= Elmer Sprague =

American philosopher (1924–2019)

Elmer Sprague (1924 – April 19, 2019) was a professor at Brooklyn College of the City University of New York, where he taught philosophy for 44 years. He obtained a B.A. from the University of Nebraska, and a B.A. and D.Phil. from Oxford. He was a Rhodes Scholar at Oxford (1948–51), and was the Paul Robert and Jean Shuman Hanna Professor of Philosophy at Hamline University (1987).

Growing up in Lincoln, Nebraska, "where Lee Lawrie's sculptures on the state capitol dominate the city" led to Sprague's interest in "sculpture watching," which in turn led him to publishing Brooklyn Public Monuments: Sculpture for Civic Memory and Urban Pride.

His previous publications include articles on Ryle and Hume, and the books, Metaphysical Thinking and What is Philosophy published by New York Oxford Press in 1961. His specialties are the philosophy of mind, metaphysics and the philosophy of language. His book Persons and their Minds, published in 1999, is a Wittgensteinian-Ryleian critique of modern philosophy of mind. He viewed it as a mistake to treat mind and body as two abstract categories to be somehow assembled into a third abstract category purportedly encompassing both. Rather he thought the features that have been attributed separately to mind and to body ought to be returned to their lived context in "the person." His finely contextual approach is exemplified in his books: What Is Philosophy? (1961), Metaphysical Thinking (1978), and Persons and Their Minds (1999). He also had a longstanding interest in the history of British philosophy and published widely in this area. Early in Elmer's career at Brooklyn College he and his colleague Paul Taylor were asked by the Philosophy Department to prepare an anthology for use in the department's introductory course. The result was the very successful Knowledge and Value that influenced many other anthologies of its type.

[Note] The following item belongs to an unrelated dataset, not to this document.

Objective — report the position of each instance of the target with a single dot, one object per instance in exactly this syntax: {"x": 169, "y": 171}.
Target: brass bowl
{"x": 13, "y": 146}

Like his written work, Elmer's teaching was characterized by its clarity. He was an extremely influential teacher and the recipient of a college-wide Excellence in Teaching Award. A number of his students went on to academic careers in philosophy. He also inspired scores of other students, many of whom would visit the Philosophy Department at Brooklyn College periodically to meet and speak with him. Elmer once described himself as a person who couldn't be told things but always had to learn them for himself. This revealing comment might lead those who did not know Elmer to believe that he was a solitary inquirer or considered this to be the paradigm of learning and knowledge. This was not at all the case. In fact, he was a strong proponent of the importance of collaborative or collective inquiry. For years he participated in the Brooklyn Wittgenstein Club, a study group of various (and ever changing) members of the department. These sessions, including comments by the other participants in the group, often served as a catalyst for Elmer to develop new insights about material with which he was already extremely familiar. In the 1980s Brooklyn College developed a core curriculum, a set of general education requirements for undergraduates that included an introductory course in philosophy. Elmer was an enthusiastic supporter of the new curriculum and began to teach his students using the group method. He divided the students into groups, presented them with questions about a given reading, and asked them to arrive at answers collectively.

Elmer was also an outstanding photographer. For example, anyone who was fortunate enough to view the pictures he took of many of the natural sights of Iceland during a philosophy conference in 1984 would be struck by their haunting beauty. He and Gretchen moved to a home in the Hudson Valley a few years before his retirement, but he retained an abiding interest in New York City, especially the borough of Brooklyn. After his retirement he became a volunteer archivist in the New York City Parks Department and helped to develop a database for the city's public monuments. His last book, Brooklyn Public Monuments: Sculpture for Civic Memory and Urban Pride, was published in 2008. It combined his skill as a photographer with his knowledge of the borough in which for so many years he had lived, taught, and raised his children. Elmer's major philosophical writings were in the areas of metaphysics and the philosophy of mind as well as in analyzing the distinctive nature of philosophy, itself. He viewed it as a mistake to treat mind and body as two abstract categories to be somehow assembled into a third abstract category purportedly encompassing both. Rather he thought the features that have been attributed separately to mind and to body ought to be returned to their lived context in "the person." His finely contextual approach is exemplified in his books: What Is Philosophy? (1961), Metaphysical Thinking (1978), and Persons and Their Minds (1999). He also had a longstanding interest in the history of British philosophy and published widely in this area. Early in Elmer's career at Brooklyn College he and his colleague Paul Taylor were asked by the Philosophy Department to prepare an anthology for use in the department's introductory course. The result was the very successful Knowledge and Value that influenced many other anthologies of its type and provided an ongoing funding source for department activities and needs.